From 97cdb3b9cd644e889cb54b8874daa176081b5b51 Mon Sep 17 00:00:00 2001
From: Joshua Potter <jrpotter2112@gmail.com>
Date: Mon, 27 Nov 2023 14:13:56 -0700
Subject: [PATCH] Add User-Agent to requests.

---
 main.py | 33 +++++++++++++++++++++++----------
 1 file changed, 23 insertions(+), 10 deletions(-)

diff --git a/main.py b/main.py
index 7be0185..18d50dd 100644
--- a/main.py
+++ b/main.py
@@ -13,14 +13,27 @@ DATA_COACH_DIR = "data/coach/{member_name}"
 DATA_COACH_FILE = "data/coach/{member_name}/{filename}"
 
 
+async def chesscom_requeset(url):
+    async with aiohttp.ClientSession() as session:
+        async with session.get(url) as response:
+            if response.status != 200:
+                print(f"Encountered {response.status} when retrieving {url}.")
+                return response.text()
+    pass
+
+
 async def scrape_coach_links(page_no):
     """Scrape a single coach page listing."""
     links = []
-    href = f"https://www.chess.com/coaches?sortBy=alphabetical&page={page_no}"
-    async with aiohttp.ClientSession() as session:
-        async with session.get(href) as response:
+    url = f"https://www.chess.com/coaches?sortBy=alphabetical&page={page_no}"
+    async with aiohttp.ClientSession(
+        headers={
+            "User-Agent": "BoardWise (https://github.com/BoardWiseGG/chesscom-scraper)",
+        }
+    ) as session:
+        async with session.get(url) as response:
             if response.status != 200:
-                print(f"Encountered {response.status} when retrieving {href}.")
+                print(f"Encountered {response.status} when retrieving {url}.")
                 return
             html = await response.text()
             soup = BeautifulSoup(html, "html.parser")
@@ -51,7 +64,7 @@ async def scrape_all_coach_links(max_pages=64):
     return links
 
 
-async def download_member_info(member_name, filename, href):
+async def download_member_info(member_name, filename, url):
     """Download member-specific content.
 
     @return: True if we downloaded content.

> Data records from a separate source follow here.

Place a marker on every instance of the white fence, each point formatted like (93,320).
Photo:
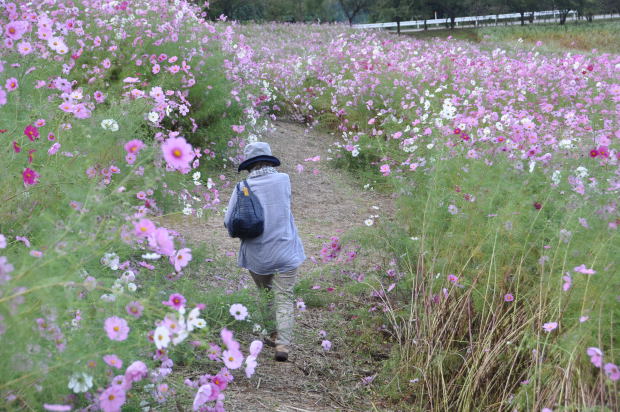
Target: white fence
(476,21)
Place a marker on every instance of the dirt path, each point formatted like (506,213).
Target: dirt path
(325,203)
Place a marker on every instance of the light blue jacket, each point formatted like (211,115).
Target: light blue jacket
(279,248)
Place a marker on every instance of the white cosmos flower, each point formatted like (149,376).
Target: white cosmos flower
(161,337)
(179,336)
(193,321)
(153,117)
(80,382)
(109,124)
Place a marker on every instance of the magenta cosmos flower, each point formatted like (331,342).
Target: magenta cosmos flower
(612,371)
(134,146)
(15,29)
(11,84)
(31,132)
(178,153)
(112,399)
(238,311)
(176,300)
(144,228)
(30,176)
(116,328)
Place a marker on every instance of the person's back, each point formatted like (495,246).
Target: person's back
(274,256)
(279,248)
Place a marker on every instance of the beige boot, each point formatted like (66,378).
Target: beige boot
(281,353)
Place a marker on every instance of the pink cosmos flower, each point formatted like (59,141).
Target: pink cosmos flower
(202,396)
(11,84)
(99,96)
(238,311)
(612,371)
(31,132)
(233,359)
(144,228)
(582,269)
(568,281)
(134,146)
(176,301)
(112,399)
(30,176)
(135,372)
(113,361)
(15,29)
(229,341)
(56,407)
(161,242)
(54,149)
(24,48)
(181,259)
(134,309)
(596,356)
(116,328)
(178,153)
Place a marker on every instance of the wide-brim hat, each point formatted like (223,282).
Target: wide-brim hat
(257,152)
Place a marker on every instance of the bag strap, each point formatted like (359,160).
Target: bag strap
(245,183)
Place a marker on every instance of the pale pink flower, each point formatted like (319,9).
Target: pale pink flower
(135,372)
(176,301)
(181,258)
(582,269)
(238,311)
(568,281)
(112,399)
(113,361)
(116,328)
(134,146)
(161,242)
(202,396)
(135,309)
(596,356)
(612,371)
(233,359)
(56,407)
(178,153)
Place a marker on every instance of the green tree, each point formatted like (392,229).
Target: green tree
(352,8)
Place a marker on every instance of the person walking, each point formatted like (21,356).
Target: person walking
(272,258)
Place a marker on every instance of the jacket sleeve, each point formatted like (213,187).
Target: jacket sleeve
(231,204)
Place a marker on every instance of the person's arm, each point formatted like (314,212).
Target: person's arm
(231,204)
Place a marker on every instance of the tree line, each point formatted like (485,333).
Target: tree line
(364,11)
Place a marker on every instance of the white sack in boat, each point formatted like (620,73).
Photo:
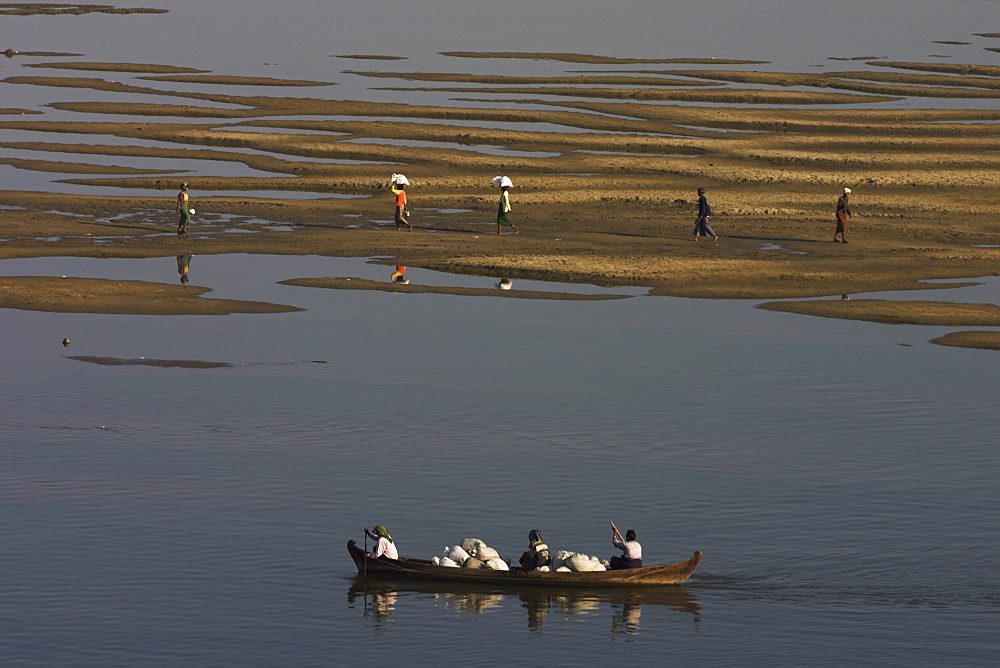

False if the download already
@@ -61,9 +74,9 @@ async def download_member_info(member_name, filename, href):
     if os.path.isfile(filepath):
         return False
     async with aiohttp.ClientSession() as session:
-        async with session.get(href) as response:
+        async with session.get(url) as response:
             if response.status != 200:
-                print(f"Encountered {response.status} when retrieving {href}")
+                print(f"Encountered {response.status} when retrieving {url}")
                 return
             with open(filepath, "w") as f:
                 f.write(await response.text())
@@ -72,14 +85,14 @@ async def download_member_info(member_name, filename, href):
 
 async def main():
     links = await scrape_all_coach_links()
-    for href in [link.strip() for link in links]:
-        member_name = href[len("https://www.chess.com/member/") :]
+    for url in [link.strip() for link in links]:
+        member_name = url[len("https://www.chess.com/member/") :]
         os.makedirs(DATA_COACH_DIR.format(member_name=member_name), exist_ok=True)
         downloaded = await asyncio.gather(
             download_member_info(
                 member_name,
                 f"{member_name}.html",
-                href,
+                url,
             ),
             download_member_info(
                 member_name,